All over but the shouting — and generations of fallout
One of Cannon's loyalists swiftly brought a point of order against Norris. But it was St. Patrick's Day and Cannon soon realized many of his usual backers among the rank-and-file members were missing. He postponed any ruling on Norris' resolution, but he kept the session open for two days and two nights while his minions tried to marshal the speaker's forces.
Meanwhile, Norris and the Democratic leader, Champ Clark of Missouri, were also beating the bushes for missing members and rallying to the cause. Cannon could soon see he had been out-maneuvered. He tried to strike a deal with Norris, then ruled Norris' resolution out of order. Clark then appealed the ruling — noting that Cannon had allowed the preceding census resolution on much the same constitutional argument just days earlier.
In an atmosphere of tense confrontation, the whole House voted on Clark's appeal and agreed to overrule the speaker 182 to 163. Norris' dissidents and the Democrats then approved an amended version of the original resolution on an even stronger vote of 191 to 156. The reformers had overwhelmed the all-powerful czar.
In the stunned moments that followed, some of Cannon's supporters forced a vote to keep Cannon in his role as presiding officer — albeit with greatly diminished powers and the knowledge that his powers could be further curtailed by votes of the membership.
Cannon's time with the gavel was not over, but his days as an autocrat were done. Thereafter, power in the chamber gravitated to the chairmen of the various committees. And those positions were filled not by the speaker but by seniority. That reform would come to have many unintended consequences of its own. But it would be half a century before speakers began to address the imbalances inherent in that system and reassert their own central role.
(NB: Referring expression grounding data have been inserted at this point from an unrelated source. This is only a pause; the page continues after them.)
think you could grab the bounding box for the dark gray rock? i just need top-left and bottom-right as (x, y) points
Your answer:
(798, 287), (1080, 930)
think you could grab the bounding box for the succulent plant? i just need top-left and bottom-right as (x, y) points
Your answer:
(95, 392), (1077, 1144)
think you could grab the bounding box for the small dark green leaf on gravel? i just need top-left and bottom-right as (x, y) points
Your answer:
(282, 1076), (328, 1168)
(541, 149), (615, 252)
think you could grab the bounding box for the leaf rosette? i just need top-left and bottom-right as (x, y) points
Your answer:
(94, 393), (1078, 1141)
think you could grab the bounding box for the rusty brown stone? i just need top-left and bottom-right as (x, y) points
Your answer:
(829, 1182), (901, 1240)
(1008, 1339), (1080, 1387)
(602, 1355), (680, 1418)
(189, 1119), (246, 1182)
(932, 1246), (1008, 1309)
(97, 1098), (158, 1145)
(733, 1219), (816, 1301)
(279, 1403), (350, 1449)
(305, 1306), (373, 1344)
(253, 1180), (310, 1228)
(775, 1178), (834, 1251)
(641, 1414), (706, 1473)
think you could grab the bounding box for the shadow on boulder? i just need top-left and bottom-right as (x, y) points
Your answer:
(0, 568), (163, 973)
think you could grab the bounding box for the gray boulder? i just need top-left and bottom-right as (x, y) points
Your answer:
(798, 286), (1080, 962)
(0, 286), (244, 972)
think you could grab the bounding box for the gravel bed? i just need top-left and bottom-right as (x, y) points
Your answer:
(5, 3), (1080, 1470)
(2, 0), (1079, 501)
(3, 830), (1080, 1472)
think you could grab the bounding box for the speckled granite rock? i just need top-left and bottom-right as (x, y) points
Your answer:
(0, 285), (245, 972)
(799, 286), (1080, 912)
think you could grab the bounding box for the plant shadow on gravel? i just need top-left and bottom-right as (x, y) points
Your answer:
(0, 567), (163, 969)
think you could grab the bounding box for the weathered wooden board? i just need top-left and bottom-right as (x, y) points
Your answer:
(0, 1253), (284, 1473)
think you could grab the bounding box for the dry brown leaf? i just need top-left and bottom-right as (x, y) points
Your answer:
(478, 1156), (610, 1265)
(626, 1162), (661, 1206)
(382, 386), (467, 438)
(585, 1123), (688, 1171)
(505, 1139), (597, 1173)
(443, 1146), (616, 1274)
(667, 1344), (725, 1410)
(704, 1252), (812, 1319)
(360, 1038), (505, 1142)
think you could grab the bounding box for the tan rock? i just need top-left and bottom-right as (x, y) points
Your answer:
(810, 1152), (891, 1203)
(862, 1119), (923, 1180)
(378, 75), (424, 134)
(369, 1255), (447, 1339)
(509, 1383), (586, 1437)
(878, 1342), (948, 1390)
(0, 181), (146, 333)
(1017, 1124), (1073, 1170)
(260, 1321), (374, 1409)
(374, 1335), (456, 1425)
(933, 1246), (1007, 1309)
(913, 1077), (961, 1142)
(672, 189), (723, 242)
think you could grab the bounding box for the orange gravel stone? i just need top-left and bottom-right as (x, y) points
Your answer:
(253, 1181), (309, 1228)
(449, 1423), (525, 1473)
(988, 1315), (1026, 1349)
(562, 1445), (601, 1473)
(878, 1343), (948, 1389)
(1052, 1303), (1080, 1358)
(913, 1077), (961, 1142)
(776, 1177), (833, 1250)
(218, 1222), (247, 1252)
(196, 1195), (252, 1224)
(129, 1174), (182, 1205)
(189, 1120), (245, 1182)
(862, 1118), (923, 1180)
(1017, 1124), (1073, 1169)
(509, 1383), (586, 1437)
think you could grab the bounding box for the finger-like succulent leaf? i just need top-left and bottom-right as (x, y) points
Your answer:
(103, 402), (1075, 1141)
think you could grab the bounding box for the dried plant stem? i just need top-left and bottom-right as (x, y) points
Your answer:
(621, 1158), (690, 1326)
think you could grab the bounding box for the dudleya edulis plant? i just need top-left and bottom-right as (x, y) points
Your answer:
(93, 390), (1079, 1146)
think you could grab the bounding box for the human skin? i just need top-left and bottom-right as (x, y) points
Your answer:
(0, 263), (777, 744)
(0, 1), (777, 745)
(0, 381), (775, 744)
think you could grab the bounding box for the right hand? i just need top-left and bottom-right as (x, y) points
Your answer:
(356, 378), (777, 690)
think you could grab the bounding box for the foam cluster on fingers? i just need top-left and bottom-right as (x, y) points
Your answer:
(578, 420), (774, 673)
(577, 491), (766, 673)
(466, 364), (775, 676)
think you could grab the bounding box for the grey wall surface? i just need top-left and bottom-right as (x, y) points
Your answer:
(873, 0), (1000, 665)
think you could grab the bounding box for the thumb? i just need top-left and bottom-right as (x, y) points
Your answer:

Cannon himself was reelected in 1910, but his party lost the majority and Clark became speaker in 1911. These were the peak years of the so-called Progressive Era, which produced the progressive income tax, voting rights for women and the popular election of senators — among other reforms.
Cannon lost his own seat in the election of 1912, even as Woodrow Wilson was becoming the first new Democrat in the White House since the 1880s. But Cannon went home to Illinois and got elected again in 1914, serving until 1923. When he left Washington, he had served longer than any member of Congress up to that time and was featured in a new magazine devoted to national news. The black-and-white drawing of his bewhiskered, sadly wistful face was the first cover story in Time.
Cannon died at the age of 90 in 1926. The first office building for House members and staff, completed in 1908 while Cannon was still speaker, was named for him in 1962.